Jumat, 12 Januari 2024

Utusan Kaum Quraisy Menghadap Abu Thalib

18.22

 

Utusan Kaum Quraisy Menghadap Abu Thalib

Ibnu Ishaq berkata: sekelompok tokoh bangsawan kaum Quraisy menghadap Abu Thalib lalu berkata kepadanya: wahai Abu Thalib! Sesungguhnya keponakanmu telah mencaci tuhan-tuhan kita, mencela agama kita, menganggap kita menyimpang dan menganggap nenek moyang kita sesat. Karenanya, engkau hanya punya dua alternatif; mencegahnya atau membiarkan kami dan dia menyelesaikan urusan ini. Sesungguhnya kondisimu adalah sama seperti kami, tidak sependapat dengannya, oleh karena itu kami berharap dapat mengandalkanmu dalam menghentikannya.

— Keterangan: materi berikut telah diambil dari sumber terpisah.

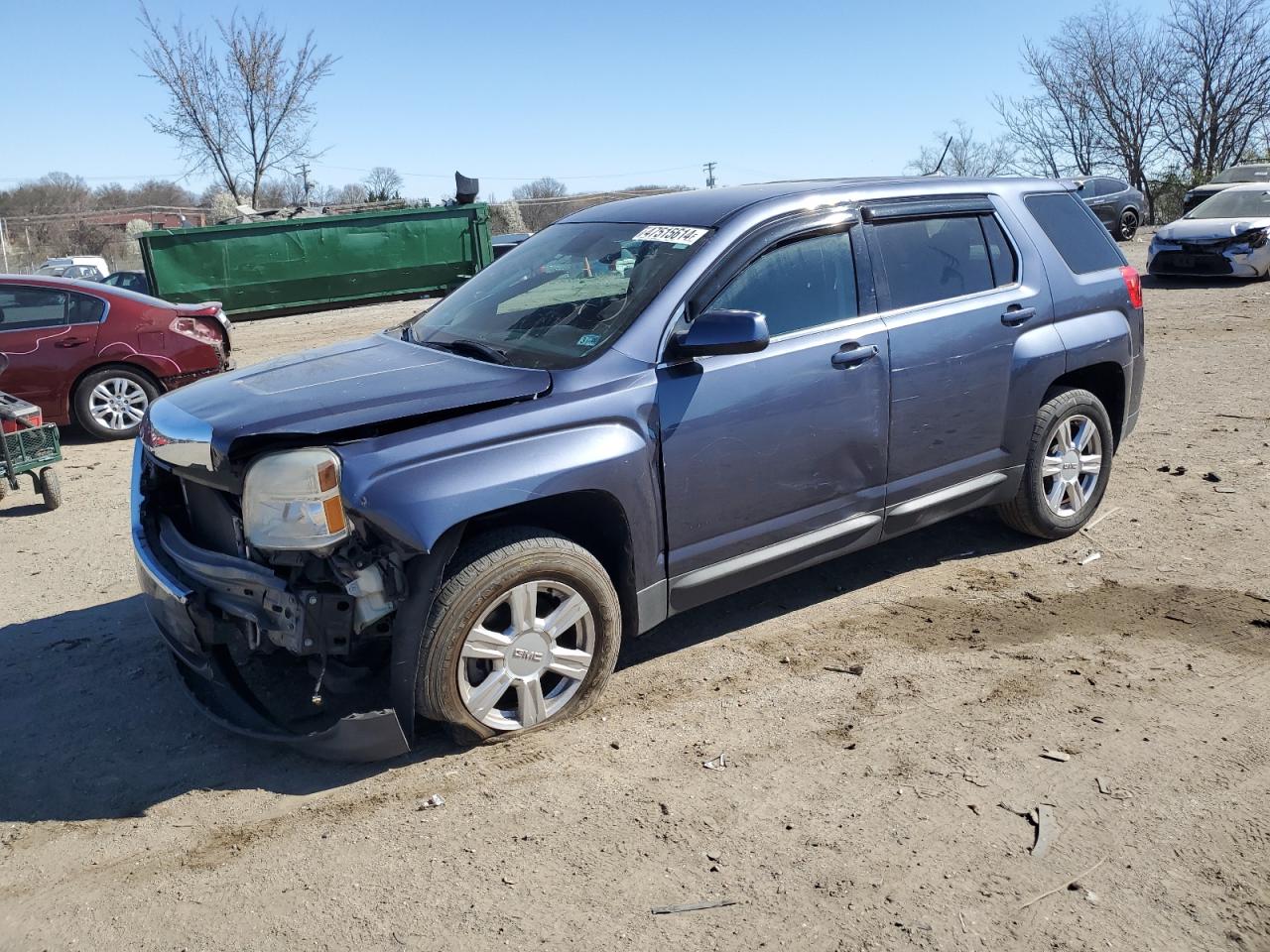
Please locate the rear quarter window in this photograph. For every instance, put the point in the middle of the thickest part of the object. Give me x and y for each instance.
(1079, 236)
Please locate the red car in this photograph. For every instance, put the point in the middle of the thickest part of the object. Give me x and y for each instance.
(96, 356)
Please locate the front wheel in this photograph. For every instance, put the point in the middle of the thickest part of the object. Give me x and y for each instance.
(1128, 225)
(524, 634)
(1067, 470)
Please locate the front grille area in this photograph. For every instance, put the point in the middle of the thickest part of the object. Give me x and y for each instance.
(1192, 263)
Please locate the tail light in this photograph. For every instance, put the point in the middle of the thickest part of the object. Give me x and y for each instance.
(198, 330)
(1133, 285)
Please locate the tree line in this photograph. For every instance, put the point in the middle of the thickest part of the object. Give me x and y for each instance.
(1166, 103)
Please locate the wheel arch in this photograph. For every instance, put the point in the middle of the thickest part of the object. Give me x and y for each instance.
(594, 520)
(1106, 381)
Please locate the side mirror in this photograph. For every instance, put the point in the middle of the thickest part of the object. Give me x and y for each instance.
(722, 333)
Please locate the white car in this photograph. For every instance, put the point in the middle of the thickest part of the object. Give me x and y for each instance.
(1223, 236)
(82, 267)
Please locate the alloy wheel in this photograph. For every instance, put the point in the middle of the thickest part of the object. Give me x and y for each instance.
(1074, 461)
(527, 655)
(118, 403)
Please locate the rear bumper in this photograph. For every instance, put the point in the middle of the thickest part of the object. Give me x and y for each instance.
(178, 612)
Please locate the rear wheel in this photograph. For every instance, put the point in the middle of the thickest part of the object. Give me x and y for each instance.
(1128, 225)
(524, 634)
(111, 403)
(1067, 470)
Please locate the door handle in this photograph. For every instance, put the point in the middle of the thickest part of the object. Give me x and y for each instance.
(852, 356)
(1017, 313)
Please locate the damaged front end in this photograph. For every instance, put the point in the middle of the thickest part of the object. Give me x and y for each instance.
(1245, 254)
(282, 644)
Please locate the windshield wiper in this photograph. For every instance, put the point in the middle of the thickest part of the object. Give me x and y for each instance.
(467, 347)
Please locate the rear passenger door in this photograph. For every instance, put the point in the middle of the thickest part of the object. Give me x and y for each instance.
(776, 458)
(50, 336)
(955, 298)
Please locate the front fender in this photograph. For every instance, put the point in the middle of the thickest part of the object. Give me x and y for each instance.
(417, 498)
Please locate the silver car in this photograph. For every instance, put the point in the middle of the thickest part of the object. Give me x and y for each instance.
(1223, 236)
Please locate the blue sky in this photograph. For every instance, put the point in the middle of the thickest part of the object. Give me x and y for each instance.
(599, 95)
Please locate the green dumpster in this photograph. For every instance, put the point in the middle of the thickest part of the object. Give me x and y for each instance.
(268, 267)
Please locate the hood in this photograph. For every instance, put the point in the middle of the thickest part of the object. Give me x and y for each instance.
(356, 384)
(1209, 229)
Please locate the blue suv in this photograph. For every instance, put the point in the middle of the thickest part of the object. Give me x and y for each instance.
(645, 407)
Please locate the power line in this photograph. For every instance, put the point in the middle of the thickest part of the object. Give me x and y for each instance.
(517, 178)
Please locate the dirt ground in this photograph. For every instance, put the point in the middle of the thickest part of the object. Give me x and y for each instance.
(856, 811)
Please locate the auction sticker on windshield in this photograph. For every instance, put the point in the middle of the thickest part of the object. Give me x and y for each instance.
(672, 234)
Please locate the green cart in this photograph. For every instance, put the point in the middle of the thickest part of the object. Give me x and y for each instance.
(28, 448)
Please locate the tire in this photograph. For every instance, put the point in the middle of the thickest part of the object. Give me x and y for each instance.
(483, 683)
(1128, 225)
(1033, 511)
(109, 403)
(50, 488)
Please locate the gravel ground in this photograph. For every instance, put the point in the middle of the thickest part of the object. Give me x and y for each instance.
(855, 811)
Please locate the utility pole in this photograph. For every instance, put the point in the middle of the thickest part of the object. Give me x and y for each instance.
(304, 173)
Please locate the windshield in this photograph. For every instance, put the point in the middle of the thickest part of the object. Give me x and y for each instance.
(1243, 173)
(1242, 203)
(563, 298)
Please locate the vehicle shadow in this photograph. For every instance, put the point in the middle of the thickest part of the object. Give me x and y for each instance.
(1171, 284)
(96, 724)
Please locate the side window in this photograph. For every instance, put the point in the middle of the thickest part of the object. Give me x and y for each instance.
(85, 309)
(802, 285)
(1005, 266)
(934, 259)
(24, 308)
(1079, 236)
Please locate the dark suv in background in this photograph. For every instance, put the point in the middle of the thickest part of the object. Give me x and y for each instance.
(1234, 176)
(1115, 202)
(649, 405)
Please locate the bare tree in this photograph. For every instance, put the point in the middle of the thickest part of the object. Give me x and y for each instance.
(547, 186)
(1052, 131)
(352, 193)
(241, 109)
(1219, 102)
(382, 182)
(1125, 75)
(541, 202)
(965, 155)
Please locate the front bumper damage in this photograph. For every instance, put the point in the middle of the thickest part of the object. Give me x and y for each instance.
(190, 592)
(1234, 257)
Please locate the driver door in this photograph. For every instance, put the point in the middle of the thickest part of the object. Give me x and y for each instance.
(50, 335)
(776, 460)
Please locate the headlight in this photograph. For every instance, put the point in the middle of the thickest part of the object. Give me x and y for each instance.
(291, 500)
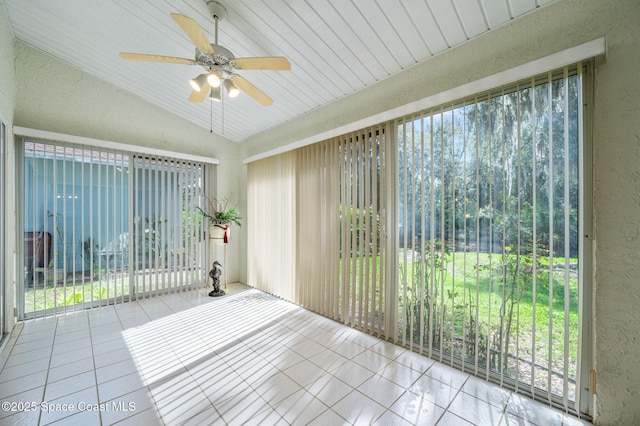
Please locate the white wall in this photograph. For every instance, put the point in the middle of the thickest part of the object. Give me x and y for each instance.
(57, 97)
(7, 103)
(616, 128)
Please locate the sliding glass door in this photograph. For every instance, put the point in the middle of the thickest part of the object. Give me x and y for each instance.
(105, 226)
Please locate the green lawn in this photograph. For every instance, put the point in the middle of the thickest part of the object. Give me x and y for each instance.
(486, 296)
(83, 291)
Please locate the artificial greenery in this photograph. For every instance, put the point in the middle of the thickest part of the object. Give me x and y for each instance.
(219, 213)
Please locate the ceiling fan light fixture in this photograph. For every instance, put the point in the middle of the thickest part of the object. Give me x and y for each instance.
(213, 79)
(232, 90)
(214, 95)
(199, 82)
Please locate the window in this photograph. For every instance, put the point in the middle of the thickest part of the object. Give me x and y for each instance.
(489, 247)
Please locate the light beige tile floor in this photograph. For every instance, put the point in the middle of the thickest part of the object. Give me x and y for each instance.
(247, 358)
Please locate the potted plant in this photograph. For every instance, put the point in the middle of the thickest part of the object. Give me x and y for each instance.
(220, 217)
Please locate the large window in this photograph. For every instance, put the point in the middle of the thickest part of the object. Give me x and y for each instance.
(489, 246)
(455, 231)
(107, 226)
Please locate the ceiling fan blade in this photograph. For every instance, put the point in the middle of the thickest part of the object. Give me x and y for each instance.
(194, 32)
(252, 91)
(156, 58)
(276, 63)
(201, 95)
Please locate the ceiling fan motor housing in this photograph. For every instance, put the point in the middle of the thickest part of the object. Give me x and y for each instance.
(222, 58)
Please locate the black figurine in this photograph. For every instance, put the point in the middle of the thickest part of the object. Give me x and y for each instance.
(215, 274)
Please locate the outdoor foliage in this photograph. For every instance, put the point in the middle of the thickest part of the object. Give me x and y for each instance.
(488, 209)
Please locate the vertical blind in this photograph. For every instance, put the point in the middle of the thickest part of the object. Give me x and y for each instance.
(104, 227)
(271, 224)
(454, 231)
(490, 216)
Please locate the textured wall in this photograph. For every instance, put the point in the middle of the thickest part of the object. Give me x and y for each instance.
(616, 148)
(7, 102)
(57, 97)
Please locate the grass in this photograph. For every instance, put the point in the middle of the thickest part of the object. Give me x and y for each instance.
(473, 286)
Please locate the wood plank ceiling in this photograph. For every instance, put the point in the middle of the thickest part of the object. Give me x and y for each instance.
(336, 47)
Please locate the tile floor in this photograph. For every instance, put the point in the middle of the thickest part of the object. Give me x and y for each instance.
(248, 358)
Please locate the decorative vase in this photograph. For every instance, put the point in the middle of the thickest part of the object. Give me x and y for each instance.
(219, 234)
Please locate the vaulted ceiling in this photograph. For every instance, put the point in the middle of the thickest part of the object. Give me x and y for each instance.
(336, 47)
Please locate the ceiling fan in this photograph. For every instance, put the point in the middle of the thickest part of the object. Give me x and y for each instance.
(219, 63)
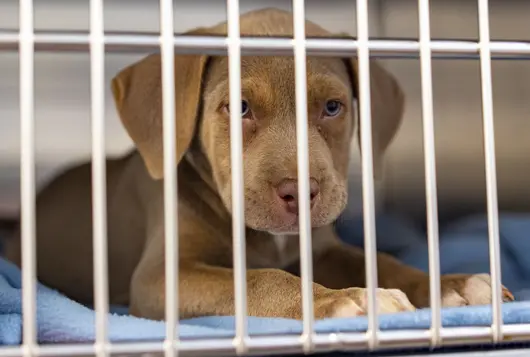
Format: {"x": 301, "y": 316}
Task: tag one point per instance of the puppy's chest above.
{"x": 278, "y": 251}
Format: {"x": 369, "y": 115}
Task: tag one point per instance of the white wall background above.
{"x": 63, "y": 108}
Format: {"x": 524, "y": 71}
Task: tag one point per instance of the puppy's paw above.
{"x": 463, "y": 290}
{"x": 354, "y": 302}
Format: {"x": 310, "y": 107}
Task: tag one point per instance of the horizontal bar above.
{"x": 274, "y": 46}
{"x": 283, "y": 344}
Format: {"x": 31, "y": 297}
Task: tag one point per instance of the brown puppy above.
{"x": 135, "y": 194}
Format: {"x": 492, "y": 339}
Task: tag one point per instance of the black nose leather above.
{"x": 287, "y": 191}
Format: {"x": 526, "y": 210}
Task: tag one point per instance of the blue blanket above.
{"x": 463, "y": 247}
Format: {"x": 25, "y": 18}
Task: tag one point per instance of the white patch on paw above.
{"x": 453, "y": 299}
{"x": 391, "y": 300}
{"x": 477, "y": 290}
{"x": 348, "y": 309}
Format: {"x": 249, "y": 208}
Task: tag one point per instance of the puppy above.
{"x": 135, "y": 191}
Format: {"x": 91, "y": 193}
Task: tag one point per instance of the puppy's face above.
{"x": 268, "y": 121}
{"x": 269, "y": 138}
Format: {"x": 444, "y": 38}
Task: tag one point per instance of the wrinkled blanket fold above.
{"x": 463, "y": 248}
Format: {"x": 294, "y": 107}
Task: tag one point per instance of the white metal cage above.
{"x": 27, "y": 41}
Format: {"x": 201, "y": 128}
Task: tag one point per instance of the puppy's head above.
{"x": 268, "y": 121}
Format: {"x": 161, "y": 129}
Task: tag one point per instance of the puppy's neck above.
{"x": 200, "y": 164}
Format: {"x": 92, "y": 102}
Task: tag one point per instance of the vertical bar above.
{"x": 27, "y": 177}
{"x": 236, "y": 157}
{"x": 491, "y": 171}
{"x": 170, "y": 176}
{"x": 367, "y": 171}
{"x": 430, "y": 170}
{"x": 306, "y": 254}
{"x": 99, "y": 190}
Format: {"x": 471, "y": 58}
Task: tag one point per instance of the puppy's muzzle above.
{"x": 287, "y": 194}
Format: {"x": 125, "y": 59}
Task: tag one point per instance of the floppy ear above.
{"x": 387, "y": 106}
{"x": 138, "y": 96}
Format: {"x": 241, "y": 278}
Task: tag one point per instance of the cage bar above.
{"x": 99, "y": 189}
{"x": 365, "y": 120}
{"x": 27, "y": 179}
{"x": 491, "y": 171}
{"x": 141, "y": 42}
{"x": 238, "y": 195}
{"x": 304, "y": 210}
{"x": 282, "y": 344}
{"x": 430, "y": 171}
{"x": 170, "y": 177}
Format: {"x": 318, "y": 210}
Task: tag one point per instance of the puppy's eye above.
{"x": 332, "y": 108}
{"x": 245, "y": 109}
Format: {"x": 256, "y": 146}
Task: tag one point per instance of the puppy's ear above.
{"x": 138, "y": 96}
{"x": 387, "y": 106}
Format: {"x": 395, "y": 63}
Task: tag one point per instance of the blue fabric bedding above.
{"x": 463, "y": 248}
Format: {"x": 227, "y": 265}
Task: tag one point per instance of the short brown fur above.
{"x": 135, "y": 192}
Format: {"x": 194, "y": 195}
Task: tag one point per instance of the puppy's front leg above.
{"x": 209, "y": 291}
{"x": 341, "y": 266}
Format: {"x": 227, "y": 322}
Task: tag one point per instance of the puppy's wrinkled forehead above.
{"x": 271, "y": 80}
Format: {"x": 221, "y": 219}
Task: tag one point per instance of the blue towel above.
{"x": 463, "y": 248}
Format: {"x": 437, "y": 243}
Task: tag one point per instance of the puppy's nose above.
{"x": 287, "y": 191}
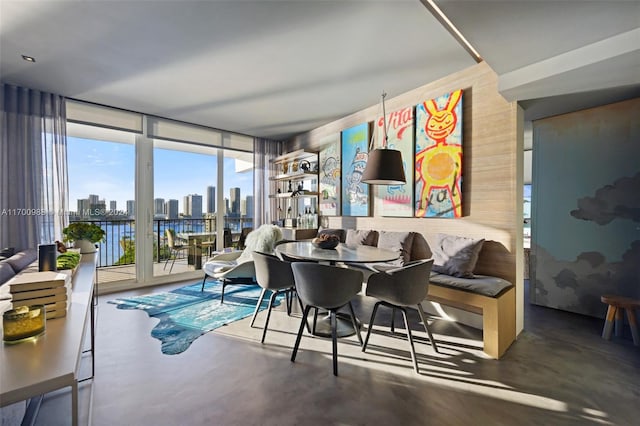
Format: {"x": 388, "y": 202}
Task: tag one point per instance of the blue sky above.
{"x": 107, "y": 170}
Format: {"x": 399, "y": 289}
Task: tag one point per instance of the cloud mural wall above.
{"x": 586, "y": 208}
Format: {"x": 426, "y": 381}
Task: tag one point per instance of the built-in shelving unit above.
{"x": 296, "y": 195}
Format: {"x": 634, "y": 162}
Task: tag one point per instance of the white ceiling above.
{"x": 277, "y": 68}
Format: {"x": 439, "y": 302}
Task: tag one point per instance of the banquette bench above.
{"x": 453, "y": 282}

Abu Thalib berkata kepada mereka dengan tutur kata yang lembut dan menjawabnya dengan jawaban yang halus dan baik. Setelah itu mereka pun akhirnya undur diri. Sementara itu Rasulullah –shallallahu 'alaihi wasallam- masih tetap melakukan aktifitas seperti biasanya: menampakkan agama Allah dan mengajak manusia kepadanya.

Akan tetapi orang-orang Quraisy tidak dapat berlama-lama sabar manakala melihat Rasulullah –shallallahu 'alaihi wasallam- terus melakukan aktifitas dan dakwahnya. Bahkan hal itu semakin membuat mereka mempersoalkan dan saling memprovokasi. Hingga pada akhirnya mereka memutuskan untuk menghadap Abu Thalib sekali lagi. Kali ini dengan cara yang lebih kasar dan keras daripada sebelumnya.


Kaum Quraisy Mengultimatum Abu Thalib

Para pemuka kaum Quraisy kembali mendatangi Abu Thalib seraya berkata kepadanya: wahai Abu Thalib! Sesungguhnya usia, kebangsawanan dan kedudukanmu bernilai di sisi kami, dan sesungguhnya kami telah memintamu menghentikan polah keponakanmu itu, namun engkau tidak mengindahkannya. Demi Allah, sesungguhnya kami tidak sabar lagi atas perbuatannya mencela nenek moyang kami, menganggap kami sesat dan mencemooh tuhan-tuhan kami, kecuali jika engkau mencegahnya sendiri atau kami yang akan membuat perhitungan dengannya dan denganmu sekaligus. Setelah itu kita lihat siapa di antara dua pihak ini yang akan binasa.

Ancaman dan ultimatum yang keras tersebut dirasakan berat oleh Abu Thalib, karenanya dia menemui Rasulullah –shallallahu 'alaihi wasallam- seraya berkata kepadanya: wahai keponakanku! Sesungguhnya kaummu telah mendatangiku dan mengatakan ini dan itu kepadaku. Maka kasihanilah aku dan dirimu juga. Janganlah engkau membebaniku dengan sesuatu yang tidak mampu aku lakukan!.

Rasulullah –shallallahu 'alaihi wasallam- mengira bahwa dengan ini pamannya telah menghentikan pembelaannya dan tak mampu lagi melindungi dirinya, maka beliau pun menjawab: wahai pamanku! Demi Allah, andaikan mereka meletakkan matahari di tangan kananku dan bulan di tangan kiriku agar aku meninggalkan urusan ini, niscaya aku tidak akan meninggalkannya hingga Allah memenangkannya atau aku binasa karenanya.

Beliau mengungkapkannya dengan berlinang air mata dan tersedu, lalu berdiri dan meninggalkan pamannya, namun pamannya memanggilnya dan tatkala beliau menghampirinya, dia berkata kepadanya: pergilah wahai keponakanku! Katakanlah apa yang engkau suka, demi Allah sekali-kali aku tidak akan pernah menyerahkanmu kepada siapa pun!